Rivindu Perera


A Multi-Strategy Approach for Lexicalizing Linked Open Data

Abstract
This paper aims at exploiting Linked Data for generating natural text, often referred to as lexicalization. We propose a framework that can generate patterns which can be used to lexicalize Linked Data triples. Linked Data is structured knowledge organized in the form of triples consisting of a subject, a predicate and an object. We use DBpedia as the Linked Data source which is not only free but is currently the fastest growing data source organized as Linked Data. The proposed framework utilizes the Open Information Extraction (OpenIE) to extract relations from natural text and these relations are then aligned with triples to identify lexicalization patterns. We also exploit lexical semantic resources which encode knowledge on lexical, semantic and syntactic information about entities. Our framework uses VerbNet and WordNet as semantic resources. The extracted patterns are ranked and categorized based on the DBpedia ontology class hierarchy.

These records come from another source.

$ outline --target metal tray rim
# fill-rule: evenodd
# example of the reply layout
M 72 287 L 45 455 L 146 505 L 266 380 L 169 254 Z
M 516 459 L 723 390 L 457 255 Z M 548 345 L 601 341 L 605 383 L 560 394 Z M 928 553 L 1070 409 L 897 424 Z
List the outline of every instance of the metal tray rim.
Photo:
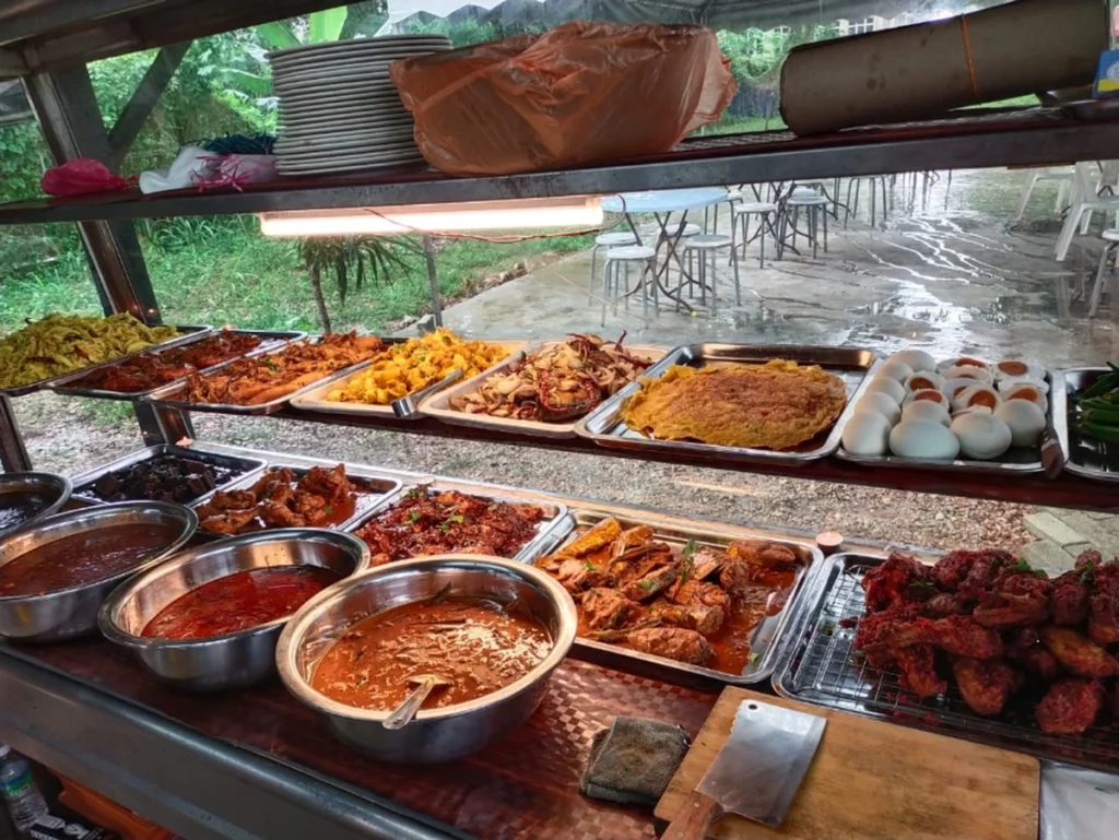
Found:
M 716 342 L 711 342 L 716 343 Z M 753 449 L 753 447 L 741 447 L 741 446 L 721 446 L 707 443 L 694 443 L 688 441 L 657 441 L 647 437 L 640 438 L 629 438 L 622 437 L 621 435 L 610 434 L 608 432 L 598 432 L 592 428 L 592 426 L 602 426 L 604 423 L 610 423 L 610 427 L 617 424 L 617 416 L 621 409 L 622 403 L 629 399 L 633 394 L 637 393 L 640 387 L 639 383 L 631 383 L 622 388 L 620 391 L 614 394 L 610 399 L 605 400 L 602 405 L 591 412 L 589 415 L 583 417 L 575 425 L 575 433 L 580 437 L 584 437 L 589 441 L 593 441 L 599 446 L 605 446 L 606 449 L 621 449 L 621 450 L 661 450 L 666 452 L 678 452 L 678 453 L 695 453 L 696 455 L 718 455 L 722 457 L 733 459 L 735 461 L 745 462 L 770 462 L 770 461 L 782 461 L 786 463 L 805 464 L 811 461 L 819 461 L 825 459 L 836 452 L 839 447 L 840 440 L 843 438 L 843 431 L 850 419 L 852 415 L 855 413 L 855 404 L 869 387 L 871 379 L 873 379 L 873 374 L 883 364 L 882 356 L 871 349 L 871 348 L 829 348 L 829 347 L 812 347 L 802 345 L 730 345 L 722 343 L 722 347 L 741 347 L 751 348 L 759 351 L 765 351 L 769 353 L 770 358 L 777 359 L 781 358 L 781 350 L 786 350 L 788 355 L 789 350 L 801 351 L 835 351 L 844 350 L 847 352 L 858 352 L 858 353 L 869 353 L 873 361 L 868 368 L 863 371 L 863 378 L 859 380 L 858 385 L 855 387 L 855 393 L 847 399 L 847 404 L 844 406 L 839 416 L 836 418 L 835 423 L 831 424 L 831 431 L 817 449 L 809 452 L 774 452 L 772 450 Z M 662 365 L 655 366 L 659 369 L 653 370 L 650 368 L 646 371 L 646 376 L 650 378 L 659 378 L 664 372 L 675 364 L 678 359 L 685 356 L 688 351 L 694 352 L 697 356 L 703 356 L 702 348 L 704 345 L 684 345 L 681 347 L 675 348 L 668 356 L 671 357 L 669 360 L 666 357 L 662 360 Z M 762 355 L 761 352 L 759 355 Z M 805 361 L 805 364 L 819 364 Z
M 284 348 L 291 347 L 292 345 L 297 345 L 300 341 L 319 340 L 321 338 L 322 338 L 321 336 L 314 336 L 314 337 L 307 337 L 299 339 L 299 341 L 289 341 L 286 345 L 284 345 Z M 266 353 L 276 351 L 278 351 L 276 348 L 272 349 L 257 348 L 253 352 L 245 353 L 238 359 L 229 359 L 228 361 L 223 361 L 220 365 L 214 366 L 210 369 L 209 374 L 214 374 L 217 370 L 224 368 L 226 365 L 232 365 L 235 361 L 241 361 L 242 359 L 253 359 L 256 358 L 257 356 L 264 356 Z M 341 379 L 342 377 L 357 372 L 361 368 L 369 365 L 369 361 L 370 361 L 369 359 L 366 359 L 364 361 L 356 362 L 348 367 L 340 368 L 339 370 L 336 370 L 332 374 L 323 376 L 321 379 L 316 379 L 313 383 L 308 383 L 302 388 L 297 388 L 291 394 L 284 394 L 282 397 L 278 397 L 267 403 L 261 403 L 260 405 L 246 406 L 246 405 L 235 405 L 227 403 L 190 403 L 178 399 L 169 399 L 168 397 L 171 397 L 176 393 L 187 387 L 187 383 L 185 379 L 179 383 L 171 383 L 170 385 L 164 385 L 163 387 L 151 391 L 148 396 L 142 397 L 141 402 L 150 403 L 158 407 L 179 408 L 181 410 L 187 410 L 187 412 L 207 412 L 210 414 L 242 414 L 246 416 L 267 416 L 270 414 L 275 414 L 292 399 L 302 396 L 304 393 L 311 390 L 312 388 L 318 388 L 323 385 L 328 385 L 330 383 L 333 383 L 336 379 Z
M 161 327 L 167 327 L 169 324 L 159 324 Z M 176 336 L 167 341 L 161 341 L 158 345 L 149 345 L 142 350 L 137 350 L 135 352 L 125 353 L 124 356 L 117 356 L 115 359 L 109 359 L 106 361 L 100 361 L 96 365 L 90 365 L 88 367 L 78 368 L 77 370 L 67 370 L 65 374 L 59 374 L 58 376 L 53 376 L 49 379 L 40 379 L 37 383 L 29 383 L 27 385 L 19 385 L 15 388 L 0 388 L 0 396 L 6 397 L 23 397 L 28 394 L 34 394 L 38 390 L 46 390 L 54 387 L 55 383 L 62 379 L 68 379 L 70 377 L 77 376 L 78 374 L 86 375 L 91 374 L 98 368 L 107 367 L 109 365 L 117 365 L 122 361 L 135 358 L 152 350 L 170 350 L 172 347 L 178 347 L 179 345 L 190 343 L 195 341 L 199 336 L 205 336 L 206 333 L 213 332 L 214 328 L 208 324 L 170 324 L 180 332 L 184 330 L 189 330 L 186 334 Z
M 478 387 L 490 376 L 493 376 L 501 370 L 508 368 L 515 361 L 520 361 L 523 358 L 529 353 L 536 352 L 562 342 L 563 339 L 543 339 L 538 341 L 532 341 L 526 343 L 519 350 L 516 350 L 500 362 L 491 367 L 489 370 L 483 370 L 478 376 L 471 377 L 466 381 L 459 383 L 445 390 L 441 390 L 420 404 L 421 413 L 429 417 L 435 417 L 442 423 L 448 423 L 452 426 L 471 426 L 474 428 L 496 428 L 509 434 L 525 435 L 528 437 L 553 437 L 553 438 L 567 438 L 575 437 L 577 435 L 579 423 L 585 421 L 572 421 L 571 423 L 542 423 L 539 421 L 523 421 L 514 419 L 511 417 L 490 417 L 486 414 L 467 414 L 466 412 L 457 412 L 450 407 L 451 399 L 454 397 L 462 396 L 464 394 L 470 394 L 478 389 Z M 652 365 L 646 369 L 646 374 L 656 368 L 657 366 L 664 364 L 664 360 L 670 356 L 677 348 L 666 348 L 664 345 L 630 345 L 628 349 L 633 351 L 650 351 L 653 356 Z M 520 356 L 518 357 L 518 353 Z M 659 355 L 659 356 L 658 356 Z M 629 387 L 629 386 L 626 386 Z M 624 390 L 624 388 L 622 388 Z M 620 393 L 620 391 L 619 391 Z M 617 395 L 614 395 L 617 396 Z M 610 399 L 613 399 L 611 397 Z M 609 399 L 606 402 L 610 402 Z M 598 409 L 595 409 L 598 410 Z M 593 414 L 594 412 L 591 412 Z M 590 416 L 590 415 L 587 415 Z
M 256 334 L 256 336 L 263 336 L 263 334 L 270 333 L 270 332 L 273 333 L 274 338 L 262 340 L 260 347 L 253 348 L 253 350 L 248 351 L 250 353 L 257 352 L 260 350 L 267 350 L 267 351 L 273 351 L 274 352 L 275 350 L 279 350 L 279 349 L 285 347 L 286 345 L 290 345 L 292 341 L 300 341 L 300 340 L 307 338 L 307 333 L 305 332 L 301 332 L 299 330 L 241 330 L 241 329 L 231 329 L 228 331 L 229 332 L 236 332 L 236 333 L 252 333 L 252 334 Z M 215 330 L 211 330 L 209 333 L 198 333 L 196 340 L 200 341 L 204 338 L 207 338 L 209 334 L 216 333 L 216 332 L 218 332 L 218 330 L 215 329 Z M 282 337 L 281 333 L 283 333 L 283 336 L 286 336 L 286 337 L 285 338 Z M 194 343 L 194 341 L 184 342 L 184 345 L 178 345 L 177 347 L 184 347 L 184 346 L 189 345 L 189 343 Z M 143 352 L 138 353 L 138 356 L 144 356 L 147 353 L 160 353 L 160 352 L 163 352 L 164 350 L 170 350 L 170 349 L 173 349 L 173 348 L 164 347 L 164 348 L 160 348 L 158 350 L 144 350 Z M 228 361 L 235 361 L 237 359 L 244 358 L 247 355 L 248 353 L 241 353 L 239 356 L 234 356 L 231 359 L 226 359 L 225 361 L 219 361 L 217 365 L 210 365 L 208 368 L 201 368 L 199 370 L 196 370 L 195 372 L 199 374 L 199 375 L 209 374 L 213 370 L 217 370 L 219 367 L 222 367 L 226 362 L 228 362 Z M 98 365 L 97 368 L 88 368 L 86 370 L 75 371 L 70 376 L 56 381 L 54 385 L 50 386 L 50 389 L 54 390 L 54 391 L 56 391 L 57 394 L 63 394 L 63 395 L 70 396 L 70 397 L 94 397 L 96 399 L 120 399 L 120 400 L 132 402 L 132 400 L 141 399 L 142 397 L 145 397 L 149 394 L 154 394 L 157 390 L 160 390 L 162 388 L 169 388 L 172 385 L 181 385 L 187 379 L 187 377 L 190 376 L 190 374 L 188 374 L 187 376 L 180 376 L 178 379 L 172 379 L 169 383 L 163 383 L 162 385 L 159 385 L 159 386 L 157 386 L 154 388 L 148 388 L 147 390 L 121 391 L 121 390 L 105 390 L 103 388 L 79 388 L 79 387 L 69 387 L 69 386 L 67 386 L 67 383 L 69 383 L 69 381 L 78 381 L 81 379 L 84 379 L 86 376 L 88 376 L 91 372 L 93 372 L 94 370 L 96 370 L 98 368 L 102 368 L 102 367 L 112 367 L 114 365 L 120 365 L 121 361 L 122 361 L 121 359 L 115 359 L 114 361 L 105 362 L 104 365 Z
M 547 548 L 544 548 L 544 540 L 542 540 L 536 554 L 526 559 L 528 563 L 535 563 L 539 557 L 544 556 L 548 551 L 554 551 L 558 549 L 564 539 L 568 537 L 575 529 L 577 522 L 574 521 L 579 513 L 592 513 L 594 516 L 601 516 L 602 518 L 617 516 L 610 511 L 594 508 L 590 504 L 572 507 L 567 511 L 566 522 L 568 527 L 560 534 L 560 528 L 553 530 L 552 536 L 558 536 L 558 539 L 553 542 Z M 806 585 L 811 578 L 814 570 L 822 564 L 824 553 L 820 549 L 803 539 L 797 539 L 782 535 L 779 531 L 769 531 L 760 528 L 746 528 L 742 526 L 723 525 L 718 522 L 705 522 L 704 520 L 689 520 L 687 525 L 671 523 L 666 519 L 658 518 L 656 516 L 628 516 L 627 518 L 633 521 L 639 521 L 642 525 L 648 525 L 653 528 L 653 536 L 658 534 L 658 527 L 664 529 L 671 529 L 675 531 L 694 530 L 697 536 L 703 536 L 709 541 L 712 537 L 725 538 L 727 541 L 733 539 L 758 539 L 758 538 L 769 538 L 774 541 L 780 541 L 786 545 L 794 545 L 800 547 L 811 557 L 811 560 L 807 566 L 803 567 L 802 572 L 797 576 L 796 583 L 793 584 L 792 592 L 789 594 L 789 600 L 786 602 L 784 608 L 781 611 L 781 616 L 778 620 L 777 626 L 773 629 L 773 641 L 765 649 L 765 653 L 762 654 L 762 661 L 758 670 L 750 674 L 733 674 L 726 671 L 718 671 L 714 668 L 704 668 L 702 666 L 693 666 L 686 662 L 678 662 L 675 659 L 667 659 L 665 657 L 657 657 L 651 653 L 641 653 L 639 651 L 627 650 L 624 648 L 618 648 L 615 645 L 609 644 L 606 642 L 598 642 L 593 639 L 583 639 L 582 636 L 576 636 L 575 644 L 581 648 L 589 648 L 591 650 L 599 651 L 600 653 L 606 654 L 610 658 L 617 658 L 619 660 L 632 659 L 642 662 L 651 662 L 658 664 L 661 668 L 666 668 L 670 671 L 677 671 L 681 673 L 689 674 L 699 679 L 711 680 L 715 682 L 722 682 L 727 686 L 755 686 L 760 682 L 765 682 L 769 680 L 777 667 L 781 663 L 782 657 L 786 650 L 786 635 L 789 622 L 792 620 L 794 614 L 794 606 L 801 598 L 801 593 L 805 592 Z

The pattern collection is then sorted based on the score assigned and stored in an index embedded database for use in the framework as well as for future lexical resource. The framework was evaluated for syntactic accuracy and validity by measuring the Mean Reciprocal Rank (MRR) of the first correct pattern. The results indicated that framework can achieve 70.36% accuracy and a MRR value of 0.72 for five DBpedia ontology classes generating 101 accurate lexicalization patterns.